Such is the power of wanting to believe. Even Lennox Lewis, who exposed Tyson’s difficulties beating bigger heavyweights in 2002, was predicting a Tyson win. Roy Jones Jr., who himself fought Tyson to a draw in an exhibition match four years ago, was telling us that Tyson still had the speed and the power to knock out Jake Paul right up until the first bell. The fight didn’t make it to the next bell announcing the end of the first round, before the same guy was saying “Tyson doesn’t have the legs.”
And he didn’t. Of course he didn’t! The rest of the fight proceeded about as I expected, though not nearly as bad as I feared, or close to as well as the dumb piggy part of me still allowed myself to secretly hope for. Mike Tyson lost, and there was never really a moment where it looked like he might win. But he also didn’t end up asleep on the canvas, as so many of my combat sports heroes have when they took fights past their prime. (George St. Pierre gave us perhaps the best gift of all by retiring on a 13-fight win streak. Meanwhile, Nick Diaz was pulled from his fight next month after his girlfriend posted some concerning video of him appearing to try to light a fire outside a YMCA. The latter is mostly how this combat sports thing usually goes.) I don’t really buy that Jake Paul was going easy on Tyson out of some nostalgia or hero worship — while he couldn’t explode well enough to get to Paul, Tyson did retain his ability to slip punches and roll away from danger.
Tyson could still throw big power, of course. And generally looked great from the waist up. But at 58 he just didn’t have the quickness to get close enough to make his power matter against a younger fighter with a reach advantage. Maybe his rumored knee injury made a difference. Maybe it didn’t. Mostly the frequency of knee (and back, and hip, and shoulder) injuries happening to 58-year-olds who are training for a fight every day is why you don’t see many 58-year-olds fighting.
Probably we should’ve known Tyson was doomed from the pre-fight interview. Tyson, being interviewed by his visibly nervous son (that drama felt genuine), tersely predicted a “devastating victory.” And then he turned around and showed 65 million people his bare ass. How good was that? That smash cut to ass crack felt so comedically perfect as to seem staged, like a scene out of The Hangover (which Tyson had a cameo in, and Jake Paul referenced by using “In The Air Tonight” as his walkout song). But if it was intentional, Tyson’s face never betrayed it.
More portentously, that was the moment when all doubt in my mind that Tyson would lose vanished. Any man that comfortable with his own locker room nudity is probably too old to win a professional boxing match. Hey, at least he wasn’t drying his balls with the communal hair dryer.
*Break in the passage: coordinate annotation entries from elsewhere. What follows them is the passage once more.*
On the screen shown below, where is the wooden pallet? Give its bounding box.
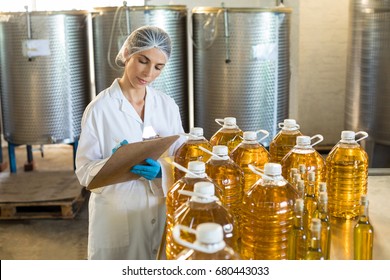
[0,189,89,220]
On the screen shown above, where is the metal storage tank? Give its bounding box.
[192,7,291,146]
[0,11,90,145]
[92,5,189,131]
[345,0,390,165]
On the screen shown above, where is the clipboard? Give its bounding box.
[87,135,180,190]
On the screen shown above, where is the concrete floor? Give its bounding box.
[0,145,88,260]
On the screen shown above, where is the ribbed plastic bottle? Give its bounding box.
[210,117,243,153]
[326,130,368,219]
[281,134,326,197]
[206,145,245,234]
[304,171,318,230]
[288,198,308,260]
[313,191,331,260]
[174,127,212,182]
[241,163,297,260]
[353,195,374,260]
[269,119,302,163]
[165,161,221,260]
[173,223,240,260]
[305,218,324,260]
[170,182,238,259]
[230,130,270,192]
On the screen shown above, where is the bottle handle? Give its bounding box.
[278,123,301,129]
[355,131,368,142]
[171,161,204,178]
[310,134,324,147]
[256,129,269,142]
[197,146,224,159]
[172,224,226,254]
[215,119,225,126]
[178,190,219,201]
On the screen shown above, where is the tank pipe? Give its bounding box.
[222,3,231,63]
[24,6,32,61]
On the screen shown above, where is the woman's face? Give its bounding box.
[125,48,167,89]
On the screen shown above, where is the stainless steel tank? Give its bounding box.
[345,0,390,145]
[92,5,189,131]
[0,11,90,145]
[192,7,291,146]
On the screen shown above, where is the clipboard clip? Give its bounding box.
[142,125,160,141]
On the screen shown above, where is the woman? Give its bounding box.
[76,26,184,259]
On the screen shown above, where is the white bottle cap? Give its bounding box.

The nudity should’ve been a tell, and yet the show went on. And predictably, as soon as the fight was over, the same commentators who had sworn up and down that Tyson was going to crush this kid were staring into the camera asking “What did you expect?” like we were misbehaving children.
What did we expect? Gee, I don’t know, maybe the fairytale ending you all spent the last eight months selling us? “What did you expect” might’ve been a fair question coming from anyone but the manufacturers of irrational expectations. But lots of us bought it when we should’ve known better, so fuck us, I guess.
While we do not, under any circumstances have to hand it to Jake Paul, it’s hard not to notice that Gen Z has at least figured out how to capitalize on the disdain of the general public. Jake Paul never had to complain about someone selling wolf tickets, because he’s the one manning the till. I have a hard time giving any influencers credit for being smart, but they do seem to have a rat-like cunning, particularly when it comes to finding ways to exploit their own commodification. Unlike Nick Diaz, Jake Paul was forged in the fires of the recommendation algorithm.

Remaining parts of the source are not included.